However, as HSV-1 is one of the commonest causes of viral encephalitis, it is important to test the safety of the virus. When the highest dose possible was given to mice either intracerebrally or intraventricularly, there were no symptoms for over five months. Even with the most susceptible mouse strain, there was only slight non-fatal symptoms in a quarter of the population72. Additionally, mice that survived a previous infection with wild-type HSV were given a G207 inoculation. Despite both infections localising to the same area, there was no reactivation of latent HSV-173. To further commend the safety of G207, trials were carried out in New World owl monkeys, primates with a propensity for HSV infection, but they were also asymptomatic74.

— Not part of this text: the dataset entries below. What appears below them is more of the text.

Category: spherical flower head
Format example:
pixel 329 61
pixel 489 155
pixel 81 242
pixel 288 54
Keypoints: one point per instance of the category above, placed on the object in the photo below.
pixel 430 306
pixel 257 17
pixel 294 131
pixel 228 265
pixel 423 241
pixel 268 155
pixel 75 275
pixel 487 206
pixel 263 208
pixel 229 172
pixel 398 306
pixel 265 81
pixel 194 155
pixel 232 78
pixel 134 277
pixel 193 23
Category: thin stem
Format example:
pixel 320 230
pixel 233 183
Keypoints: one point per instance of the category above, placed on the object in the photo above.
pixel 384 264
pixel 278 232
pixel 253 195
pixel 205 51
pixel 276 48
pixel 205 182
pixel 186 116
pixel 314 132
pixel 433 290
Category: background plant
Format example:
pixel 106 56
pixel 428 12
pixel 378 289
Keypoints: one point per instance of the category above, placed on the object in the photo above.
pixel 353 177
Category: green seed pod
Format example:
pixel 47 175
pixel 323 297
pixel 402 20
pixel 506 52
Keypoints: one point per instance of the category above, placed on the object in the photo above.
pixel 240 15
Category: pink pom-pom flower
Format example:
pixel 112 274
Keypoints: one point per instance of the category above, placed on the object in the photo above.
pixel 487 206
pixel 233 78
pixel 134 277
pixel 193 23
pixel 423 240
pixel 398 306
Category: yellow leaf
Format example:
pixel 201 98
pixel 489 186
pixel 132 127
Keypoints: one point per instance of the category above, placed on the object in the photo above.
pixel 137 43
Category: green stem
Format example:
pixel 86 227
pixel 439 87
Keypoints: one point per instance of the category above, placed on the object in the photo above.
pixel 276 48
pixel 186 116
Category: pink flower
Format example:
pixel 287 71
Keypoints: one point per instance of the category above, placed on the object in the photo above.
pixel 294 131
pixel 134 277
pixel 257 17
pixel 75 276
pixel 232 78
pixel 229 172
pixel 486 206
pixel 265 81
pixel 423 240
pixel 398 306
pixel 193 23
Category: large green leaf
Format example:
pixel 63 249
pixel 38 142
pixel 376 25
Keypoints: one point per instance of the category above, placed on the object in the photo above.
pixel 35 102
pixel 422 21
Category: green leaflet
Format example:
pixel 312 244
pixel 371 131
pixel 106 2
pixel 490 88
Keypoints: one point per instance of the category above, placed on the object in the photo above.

Clinical trials in human patients did not elicit any adverse reactions nor could a maximum tolerated dose be identified. 20% of patients had reduced tumour volume and eight patients survived more than nine months with one example remaining alive even after five years. In a trial of 21 patients, only three patients suffered from side effects such as seizures or brain oedema75. Although the safety of G207 is almost unquestionable, almost all test subjects showed progression after ten months and even with immunosuppressive steroid therapy, most had seroconverted against the virus. One point to note is that G207 seems to hinder growth not only by replicative oncolysis, but also through an inflation of cytotoxic T-cell activity76. One could reason that immunosuppressive drugs to prevent seroconversion against HSV-1 could also decrease antitumor efficacy via the T-cell mechanism.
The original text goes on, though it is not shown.